Lalu saat saya kembali melihat ranjang, saya melihat Rasulullah saw sedang duduk di atasnya. Sementara para nabi dan rasul lainnya duduk di bawah. Di antara mereka ialah Nabi Isa, Nabi Musa dan Nabi Nuh as. Lalu saya bangun untuk menyaksikan dan mendengarkan pembicaraan mereka.
Nabi Musa as terlihat berdiri dan memulai pembicaraan dengan Rasulullah saw. Nabi Musa berujar kepada Rasulullah saw, “Dalam sabdamu engkau berkata, ‘Ulama umatku seperti nabi-nabi bani Israil’, tolong tunjukkan kepadaku salah satu di antara mereka. Lalu Rasulullah saw menjawab, “Ini orangnya!” seraya beliau menunjuk Imam al-Ghazali.

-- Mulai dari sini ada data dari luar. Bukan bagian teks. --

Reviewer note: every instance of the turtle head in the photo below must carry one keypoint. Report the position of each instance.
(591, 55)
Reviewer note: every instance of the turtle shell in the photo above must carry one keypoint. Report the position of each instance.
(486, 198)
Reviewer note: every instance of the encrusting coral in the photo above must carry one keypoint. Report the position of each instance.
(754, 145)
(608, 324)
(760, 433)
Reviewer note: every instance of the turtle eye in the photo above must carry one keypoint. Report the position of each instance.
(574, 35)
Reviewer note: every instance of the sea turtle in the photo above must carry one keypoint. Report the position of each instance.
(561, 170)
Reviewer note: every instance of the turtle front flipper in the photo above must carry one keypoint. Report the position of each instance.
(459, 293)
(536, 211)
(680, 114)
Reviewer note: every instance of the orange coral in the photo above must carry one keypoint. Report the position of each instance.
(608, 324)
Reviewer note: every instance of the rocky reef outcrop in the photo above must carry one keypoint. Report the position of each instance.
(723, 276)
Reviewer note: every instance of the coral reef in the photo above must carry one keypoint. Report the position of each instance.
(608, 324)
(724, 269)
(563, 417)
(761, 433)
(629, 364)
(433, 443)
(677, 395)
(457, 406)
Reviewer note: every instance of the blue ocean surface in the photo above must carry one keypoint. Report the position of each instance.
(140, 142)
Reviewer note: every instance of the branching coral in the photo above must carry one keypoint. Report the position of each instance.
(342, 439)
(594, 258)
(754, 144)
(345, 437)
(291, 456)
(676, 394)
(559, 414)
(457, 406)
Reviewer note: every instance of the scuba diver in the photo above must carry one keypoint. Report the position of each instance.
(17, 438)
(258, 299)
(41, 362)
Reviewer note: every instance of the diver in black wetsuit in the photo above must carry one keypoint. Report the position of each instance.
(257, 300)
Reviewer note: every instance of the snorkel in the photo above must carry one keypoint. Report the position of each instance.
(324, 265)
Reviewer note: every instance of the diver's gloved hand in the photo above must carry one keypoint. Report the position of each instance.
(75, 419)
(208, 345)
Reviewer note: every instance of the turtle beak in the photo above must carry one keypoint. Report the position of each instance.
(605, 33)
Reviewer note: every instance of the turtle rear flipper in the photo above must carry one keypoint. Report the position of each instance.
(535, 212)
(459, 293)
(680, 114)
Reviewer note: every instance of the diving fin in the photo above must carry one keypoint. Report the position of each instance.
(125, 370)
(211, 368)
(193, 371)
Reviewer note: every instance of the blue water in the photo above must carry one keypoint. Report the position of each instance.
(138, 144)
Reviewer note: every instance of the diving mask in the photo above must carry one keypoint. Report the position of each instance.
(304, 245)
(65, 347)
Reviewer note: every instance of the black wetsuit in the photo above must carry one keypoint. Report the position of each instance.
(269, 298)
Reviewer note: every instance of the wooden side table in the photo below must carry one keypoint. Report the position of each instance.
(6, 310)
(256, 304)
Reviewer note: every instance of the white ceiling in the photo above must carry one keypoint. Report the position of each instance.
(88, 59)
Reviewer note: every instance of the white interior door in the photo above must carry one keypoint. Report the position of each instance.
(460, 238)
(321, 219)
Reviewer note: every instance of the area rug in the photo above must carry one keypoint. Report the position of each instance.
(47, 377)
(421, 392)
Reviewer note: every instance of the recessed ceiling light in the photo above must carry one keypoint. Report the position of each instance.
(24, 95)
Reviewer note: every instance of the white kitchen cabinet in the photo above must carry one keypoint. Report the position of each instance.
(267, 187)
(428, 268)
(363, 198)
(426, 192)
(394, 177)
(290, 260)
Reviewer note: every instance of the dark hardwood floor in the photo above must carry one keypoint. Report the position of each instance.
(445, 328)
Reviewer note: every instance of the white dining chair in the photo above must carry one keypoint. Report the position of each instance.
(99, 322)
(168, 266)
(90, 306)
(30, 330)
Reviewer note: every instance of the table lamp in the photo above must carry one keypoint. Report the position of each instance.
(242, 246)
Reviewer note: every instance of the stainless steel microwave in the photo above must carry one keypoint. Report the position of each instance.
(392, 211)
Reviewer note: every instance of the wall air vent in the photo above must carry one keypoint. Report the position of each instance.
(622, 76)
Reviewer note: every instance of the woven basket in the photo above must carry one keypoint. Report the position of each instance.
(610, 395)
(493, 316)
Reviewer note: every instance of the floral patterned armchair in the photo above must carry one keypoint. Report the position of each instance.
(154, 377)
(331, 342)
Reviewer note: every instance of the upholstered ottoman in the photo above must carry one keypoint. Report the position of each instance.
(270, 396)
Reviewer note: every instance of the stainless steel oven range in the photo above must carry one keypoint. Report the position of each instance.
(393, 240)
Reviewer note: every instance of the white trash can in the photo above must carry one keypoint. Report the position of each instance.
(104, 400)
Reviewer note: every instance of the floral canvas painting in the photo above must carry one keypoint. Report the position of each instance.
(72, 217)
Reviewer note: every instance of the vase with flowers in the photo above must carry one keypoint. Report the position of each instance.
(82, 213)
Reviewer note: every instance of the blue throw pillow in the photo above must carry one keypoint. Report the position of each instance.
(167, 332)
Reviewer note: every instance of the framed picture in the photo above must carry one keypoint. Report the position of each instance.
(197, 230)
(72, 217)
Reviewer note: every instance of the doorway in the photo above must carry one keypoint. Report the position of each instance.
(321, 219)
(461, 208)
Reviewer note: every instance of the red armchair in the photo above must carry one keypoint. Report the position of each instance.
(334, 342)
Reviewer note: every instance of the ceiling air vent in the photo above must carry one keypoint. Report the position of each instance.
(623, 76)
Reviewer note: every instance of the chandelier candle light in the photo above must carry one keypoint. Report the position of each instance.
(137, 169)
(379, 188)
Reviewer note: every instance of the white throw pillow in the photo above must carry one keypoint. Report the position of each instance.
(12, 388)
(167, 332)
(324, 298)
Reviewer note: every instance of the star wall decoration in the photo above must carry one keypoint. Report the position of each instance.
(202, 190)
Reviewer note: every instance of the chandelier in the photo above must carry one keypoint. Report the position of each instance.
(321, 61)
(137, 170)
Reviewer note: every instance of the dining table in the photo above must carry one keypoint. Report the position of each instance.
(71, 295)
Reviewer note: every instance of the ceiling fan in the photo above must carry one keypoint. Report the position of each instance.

Lalu Nabi Musa as menguji Imam al-Ghazali dengan mengajukan sebuah pertanyaan dengan harapan mendapatkan jawaban yang tepat. Kemudian Imam al-Ghazali memberikan jawaban atas satu pertanyaan tadi dengan sepuluh jawaban. Kemudian Nabi Musa pun merasa tak puas. Jawaban terlalu bertele-tele. Kemudian Imam al-Ghazali berkata, sepuluh jawaban yang saya berikan atas satu pertanyaan yang engkau ajukan ini justru terinspirasi dari engkau sendiri wahai Nabi Musa, yaitu saat engkau ditanya oleh Allah Swt, “Apa yang berada di tangan kananmu wahai Musa?” (QS Thaha: 17), sebuah pertanyaan yang jawabannya ialah tongkat, tetapi engkau menjawabnya dengan bermacam sifat yang ada dalam tongkat tersebut.
Apa yang dikatakan oleh Imam al-Ghazali yang terinspirasi oleh Nabi Musa ini dimaknai oleh Sebagian ulama bahwa jawaban yang panjang atas pertanyaan singkat dari penanya ini sebagai taktik agar bisa berlama-lama dengan sang penanya. Karena, dalam konteks Nabi Musa as, sang penanya ialah Allah Swt, yang di mana Nabi Musa as ingin berbincang lebih lama. Sedangkan Imam al-Ghazali ingin bercengkrama lebih lama dengan Nabi Musa as.
*) Mengenai hadis Rasululullah saw yang dikutip oleh Nabi Musa as: ulama-ulama dari umatku seperti nabi-nabi bani Israil, secara sanad hadis dipermasalahkan oleh para ulama. Yakni hadisnya secara sanad tak memiliki sumber yang jelas. Hadis yang masyhur sekaligus sahih ialah al-Ulama’u waratsatul Anbiya’ (ulama adalah pewaris para Nabi).